Investors should prioritize exposure to the "Agentic AI" shift, moving beyond simple chatbots toward autonomous tools like Anthropic’s Claude Code, which is currently outperforming rivals in enterprise task execution. NVIDIA (NVDA) remains a high-conviction play as it expands from hardware into the software layer with NemoClaw, providing the essential infrastructure for companies to run these autonomous agent swarms. Microsoft (MSFT) is a strategic hold as it reorganizes to reduce its dependency on OpenAI, though investors should monitor if its new "Super Intelligence" lab can close the usage gap between Copilot and its competitors. Watch for OpenAI to potentially dominate the private sector through a massive $10 billion enterprise expansion backed by firms like TPG and Bain Capital, with a target to launch autonomous research interns by September 2025. Be cautious of professional service firms reliant on billable hours, as "software compression" from AI agents is expected to collapse margins in legal, accounting, and consulting sectors.

#204: AI Answers - What Should Stay Human, AI Pricing vs. Labor Cost, Leapfrogging Digitalisation, Getting Legal On Board & Do Reasoning Models Actually Reason?

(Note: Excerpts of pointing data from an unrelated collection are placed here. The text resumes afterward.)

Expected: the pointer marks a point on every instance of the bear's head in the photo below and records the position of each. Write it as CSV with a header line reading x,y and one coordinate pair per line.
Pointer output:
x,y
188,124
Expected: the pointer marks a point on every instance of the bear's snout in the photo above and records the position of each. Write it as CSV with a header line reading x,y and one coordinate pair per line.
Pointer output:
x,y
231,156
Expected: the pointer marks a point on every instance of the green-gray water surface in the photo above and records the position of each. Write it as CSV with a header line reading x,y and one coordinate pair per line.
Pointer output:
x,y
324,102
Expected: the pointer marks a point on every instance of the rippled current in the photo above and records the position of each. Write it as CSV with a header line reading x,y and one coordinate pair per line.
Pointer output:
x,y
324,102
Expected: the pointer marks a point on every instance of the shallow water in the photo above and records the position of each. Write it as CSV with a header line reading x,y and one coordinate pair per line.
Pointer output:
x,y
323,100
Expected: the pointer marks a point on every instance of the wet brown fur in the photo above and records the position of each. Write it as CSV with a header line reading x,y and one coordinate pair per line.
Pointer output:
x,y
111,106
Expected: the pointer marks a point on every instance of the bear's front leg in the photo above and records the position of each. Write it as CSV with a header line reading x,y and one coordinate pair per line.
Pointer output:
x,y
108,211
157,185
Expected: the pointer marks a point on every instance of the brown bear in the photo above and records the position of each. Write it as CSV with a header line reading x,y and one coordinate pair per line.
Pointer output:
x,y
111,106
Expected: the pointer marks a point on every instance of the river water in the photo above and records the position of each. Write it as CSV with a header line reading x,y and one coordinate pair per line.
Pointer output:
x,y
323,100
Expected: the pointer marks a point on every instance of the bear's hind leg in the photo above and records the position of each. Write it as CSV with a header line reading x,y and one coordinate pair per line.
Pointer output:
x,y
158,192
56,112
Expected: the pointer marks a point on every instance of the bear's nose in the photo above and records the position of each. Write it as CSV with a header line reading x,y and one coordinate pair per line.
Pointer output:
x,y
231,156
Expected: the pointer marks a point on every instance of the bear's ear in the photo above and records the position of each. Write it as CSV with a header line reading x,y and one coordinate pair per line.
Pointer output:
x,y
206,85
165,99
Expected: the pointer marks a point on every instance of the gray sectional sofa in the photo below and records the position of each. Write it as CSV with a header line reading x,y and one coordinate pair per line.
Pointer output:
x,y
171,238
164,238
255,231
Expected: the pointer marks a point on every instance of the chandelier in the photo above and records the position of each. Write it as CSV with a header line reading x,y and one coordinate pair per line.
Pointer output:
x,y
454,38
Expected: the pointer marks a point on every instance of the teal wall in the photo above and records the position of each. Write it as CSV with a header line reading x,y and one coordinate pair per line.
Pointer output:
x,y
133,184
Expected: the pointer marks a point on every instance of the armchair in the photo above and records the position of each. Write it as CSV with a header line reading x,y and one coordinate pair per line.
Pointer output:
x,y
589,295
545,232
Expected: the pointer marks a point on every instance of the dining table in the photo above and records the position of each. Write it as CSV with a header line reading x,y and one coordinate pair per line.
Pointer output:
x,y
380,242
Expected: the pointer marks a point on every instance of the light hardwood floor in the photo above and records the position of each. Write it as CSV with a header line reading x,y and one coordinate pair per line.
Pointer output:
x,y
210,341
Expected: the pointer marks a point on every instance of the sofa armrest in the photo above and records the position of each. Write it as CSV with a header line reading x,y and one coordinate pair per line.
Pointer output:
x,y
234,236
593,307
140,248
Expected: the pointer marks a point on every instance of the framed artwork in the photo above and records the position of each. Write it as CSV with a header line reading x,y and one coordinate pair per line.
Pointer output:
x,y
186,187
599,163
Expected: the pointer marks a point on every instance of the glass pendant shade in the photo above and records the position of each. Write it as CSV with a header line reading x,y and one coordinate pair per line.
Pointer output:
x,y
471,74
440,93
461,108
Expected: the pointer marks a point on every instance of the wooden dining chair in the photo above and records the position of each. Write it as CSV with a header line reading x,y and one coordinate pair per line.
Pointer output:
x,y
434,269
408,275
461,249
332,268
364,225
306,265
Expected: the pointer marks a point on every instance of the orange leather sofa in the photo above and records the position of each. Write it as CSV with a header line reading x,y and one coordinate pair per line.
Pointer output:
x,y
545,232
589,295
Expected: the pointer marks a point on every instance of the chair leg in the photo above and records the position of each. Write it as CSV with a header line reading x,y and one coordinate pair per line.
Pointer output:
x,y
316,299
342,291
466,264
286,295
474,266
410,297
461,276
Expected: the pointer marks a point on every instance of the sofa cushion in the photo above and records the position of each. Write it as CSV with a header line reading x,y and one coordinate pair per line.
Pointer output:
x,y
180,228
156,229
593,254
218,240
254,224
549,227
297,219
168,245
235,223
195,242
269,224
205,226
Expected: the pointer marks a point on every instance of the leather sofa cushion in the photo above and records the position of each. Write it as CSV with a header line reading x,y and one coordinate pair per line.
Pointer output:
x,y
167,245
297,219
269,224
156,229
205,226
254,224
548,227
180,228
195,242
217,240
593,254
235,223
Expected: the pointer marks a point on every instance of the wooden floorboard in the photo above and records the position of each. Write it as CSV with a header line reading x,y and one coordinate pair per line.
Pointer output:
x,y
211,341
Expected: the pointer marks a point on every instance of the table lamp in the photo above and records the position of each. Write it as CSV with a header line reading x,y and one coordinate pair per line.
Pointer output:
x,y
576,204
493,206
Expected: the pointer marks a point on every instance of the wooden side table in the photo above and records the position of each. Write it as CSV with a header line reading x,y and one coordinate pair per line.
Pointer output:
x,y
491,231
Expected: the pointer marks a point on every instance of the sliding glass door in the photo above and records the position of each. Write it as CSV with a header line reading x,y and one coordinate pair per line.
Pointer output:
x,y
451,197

Investors should prioritize AI-native companies that are built from the ground up to replace traditional labor roles, as these firms avoid the "digital debt" of legacy competitors. Look for high-growth opportunities in "orchestration layers" and platforms like HubSpot (HUBS) that manage autonomous agent swarms, as well as cybersecurity firms providing guardrails against AI-generated errors. Monitor Google (GOOGL) and Amazon (AMZN) closely, as their cloud infrastructure is essential for AI scaling, though AMZN faces near-term risks from AI-driven code outages. Be cautious of legacy software companies using "per-seat" pricing; instead, favor firms shifting to "outcome-based" pricing that captures the value of the human labor they replace. For long-term margin expansion, identify publicly traded companies aggressively swapping high-cost departments for AI agents to fulfill fiduciary duties to shareholders.